7. Contacting You to Request More Information
In addition to filling out lead magnet forms and the like, prospects may also use your website’s “Contact Us” form to learn more about what you have to offer. This is another behavior that leaves little doubt about whether a prospect would be open to more information, because they are proactively requesting it.
Be careful with these particular leads, though — many marketers and sellers incorrectly assume that a request for contact equates to a sales qualified lead. Unless the prospect is directly and specifically asking for a demo, pitch, or other one-on-one time with a sales rep, it’s safest to treat them as an MQL until their behavior indicates more serious interest.
If you’re still generating your list of what makes a lead marketing qualified, think about this: What behaviors do you see from your prospects when they start thinking about solving their problem? Chances are good that, between sales and marketing, you can easily come up with a handful of activities that indicate an interested-but-not-ready-to-buy lead.
How to Nurture MQLs to Become SQLs
It’s an exciting moment once you start realizing how many of your leads are marketing qualified. The next thing your business needs to systemize is how to nurture the MQLs to become sales qualified.
The first and most important thing you can do in this regard is — wait for it — align sales and marketing. It’s worth repeating again because it’s simply that important.
Once you’re confident that your sales and marketing teams work together like a well-oiled machine, with complementary goals and targets, there are also specific things your teams can implement that will help move the most qualified prospects through the MQL stage and into SQL status.
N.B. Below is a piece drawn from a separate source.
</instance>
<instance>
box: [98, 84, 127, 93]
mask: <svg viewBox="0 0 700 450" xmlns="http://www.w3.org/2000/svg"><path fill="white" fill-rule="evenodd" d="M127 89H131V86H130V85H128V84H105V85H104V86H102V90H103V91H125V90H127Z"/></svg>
Lead scoring is beneficial not only because it helps you place leads on the spectrum of qualification, but it can also guide your team on how to interact with each type. In the example shown above, leads were grouped by points and received certain kinds of content and contact according to how many points they had. A lead-scoring system can help your team with three important distinctions:
- It can help your team avoid being overly pushy with leads who are not yet ready to buy.
- It can help your team identify which leads are receptive now to more nurturing.
- And it can allow your sales time to easily pinpoint which leads are ready to buy imminently.
Knowing where each of your leads sits on the spectrum is always the first step in knowing how to nurture them.
Email drip campaigns are a highly effective way to offer targeted, personalized content distribution at scale.
They can take the form of a marketing “choose-your-own-adventure” sequence, where each subsequent content offering depends on the action the buyer takes immediately prior.
Drip campaigns are customizable and can take virtually infinite intricate forms, depending on how you design the campaign. There are informational drip campaigns, educational ones, and even win-back campaigns for leads who have become disengaged.
You can use an attachment tracking service to help you know how engaging your content is for each type of lead.
With the right tech tools at your fingertips, you can also design your website to cater to specific leads. Some marketing software will allow users to integrate their lead-scoring system and subsequently present specific proven CTAs according to how engaged the visitor has been.
This is more of an advanced strategy, but worth keeping in your back pocket as you continue to optimize your automation efforts in lead distribution — smart CTAs have been shown to perform 202% better than standard ones.
As you work to nurture more leads into sales-ready status, think about what factors customers typically base their purchasing decision on.
Why do they choose you over other options? What are some of the common characteristics of your closed-won deals?
The answers to these questions will help you reverse-engineer your nurture strategies.